Last thursday afternoon was a cracker; blue sky, generous sunshine and a light breeze. I set off for my now regular walk down to the local beach. I found “my” private cove and watched the waves, such a meditative and tranquil thing to do. Out in the distance I saw a whale breaching for joy. It disappeared for a while then boom! The waves parted and the mighty levianthan shot out of the blue aiming for the sun only to dive heartily once more.I’ve read some of the scientific explanations for this behaviour but I prefer my own poetic one of joy. Joy in being alive, achieving the impossible,just because! And watching such antics brings joy to every onlooker. But although these awesome creatures are the most powerful in the marine environment, they are vulnerable too.
On sunday I checked the local news for weekend markets. The top story shocked me; a whale caught in a fishing net at Shelly beach, my local beach. No! I hoped it wasn’t the one I had seen a few days before. The staff of National Parks and Wildlife Service were doing their best to disentangle the now terrified and exhausted creature. But as with most stories of caught and stranded whales, it didn’t end well. Although the rescuers cut away the entangled nets and freed the whale, it’s exhaustion was terminal and it’s body washed upon the neighbouring beach of Nobby’s today, Monday.

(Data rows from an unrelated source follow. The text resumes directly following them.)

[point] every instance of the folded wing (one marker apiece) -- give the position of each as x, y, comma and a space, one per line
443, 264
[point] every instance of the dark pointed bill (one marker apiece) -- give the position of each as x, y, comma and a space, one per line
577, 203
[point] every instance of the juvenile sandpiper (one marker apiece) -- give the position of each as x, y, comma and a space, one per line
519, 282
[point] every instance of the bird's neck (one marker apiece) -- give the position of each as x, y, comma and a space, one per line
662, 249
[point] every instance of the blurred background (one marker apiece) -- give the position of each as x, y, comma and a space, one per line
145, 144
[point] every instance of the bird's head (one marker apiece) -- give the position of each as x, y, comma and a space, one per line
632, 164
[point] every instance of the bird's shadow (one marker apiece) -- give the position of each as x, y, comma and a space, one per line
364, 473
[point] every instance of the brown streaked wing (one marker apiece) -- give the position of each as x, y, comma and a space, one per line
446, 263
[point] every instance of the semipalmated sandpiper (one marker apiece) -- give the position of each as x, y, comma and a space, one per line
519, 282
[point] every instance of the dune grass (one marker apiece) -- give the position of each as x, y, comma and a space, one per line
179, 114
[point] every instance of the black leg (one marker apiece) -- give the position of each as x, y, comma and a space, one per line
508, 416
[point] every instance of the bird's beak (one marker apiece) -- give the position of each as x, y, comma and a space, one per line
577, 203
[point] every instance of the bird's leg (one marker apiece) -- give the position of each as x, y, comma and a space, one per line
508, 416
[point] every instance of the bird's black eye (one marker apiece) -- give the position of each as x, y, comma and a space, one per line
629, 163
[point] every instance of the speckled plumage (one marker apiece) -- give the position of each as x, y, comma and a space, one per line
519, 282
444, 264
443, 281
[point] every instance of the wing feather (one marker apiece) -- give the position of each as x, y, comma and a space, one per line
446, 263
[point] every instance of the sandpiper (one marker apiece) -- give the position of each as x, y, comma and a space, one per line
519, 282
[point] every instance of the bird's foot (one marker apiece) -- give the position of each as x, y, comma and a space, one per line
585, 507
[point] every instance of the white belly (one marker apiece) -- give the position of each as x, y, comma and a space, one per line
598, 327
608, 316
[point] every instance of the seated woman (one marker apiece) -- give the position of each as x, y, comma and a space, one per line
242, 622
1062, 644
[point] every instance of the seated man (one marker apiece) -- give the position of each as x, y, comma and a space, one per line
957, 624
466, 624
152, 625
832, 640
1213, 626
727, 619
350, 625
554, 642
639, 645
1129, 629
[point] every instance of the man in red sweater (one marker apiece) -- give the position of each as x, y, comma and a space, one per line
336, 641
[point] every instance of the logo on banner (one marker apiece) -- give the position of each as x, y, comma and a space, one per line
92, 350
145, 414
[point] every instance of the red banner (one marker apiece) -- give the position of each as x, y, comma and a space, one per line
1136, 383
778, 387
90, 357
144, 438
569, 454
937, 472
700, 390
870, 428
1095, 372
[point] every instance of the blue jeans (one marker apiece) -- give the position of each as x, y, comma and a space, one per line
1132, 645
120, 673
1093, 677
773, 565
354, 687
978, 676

The death of a whale affects so many people in coastal towns. Not just because of the tourist revenue from whale watching but because the population is entwined with many different forms of marine life.
Whale strandings and deaths are unfortunately not rare events and we are only starting to appreciate their exquisite sensitivity to many human interventions and intrusions into the marine environment. Still, there are many of us who in many different ways do what we can to protect and when necessary rescue the whales.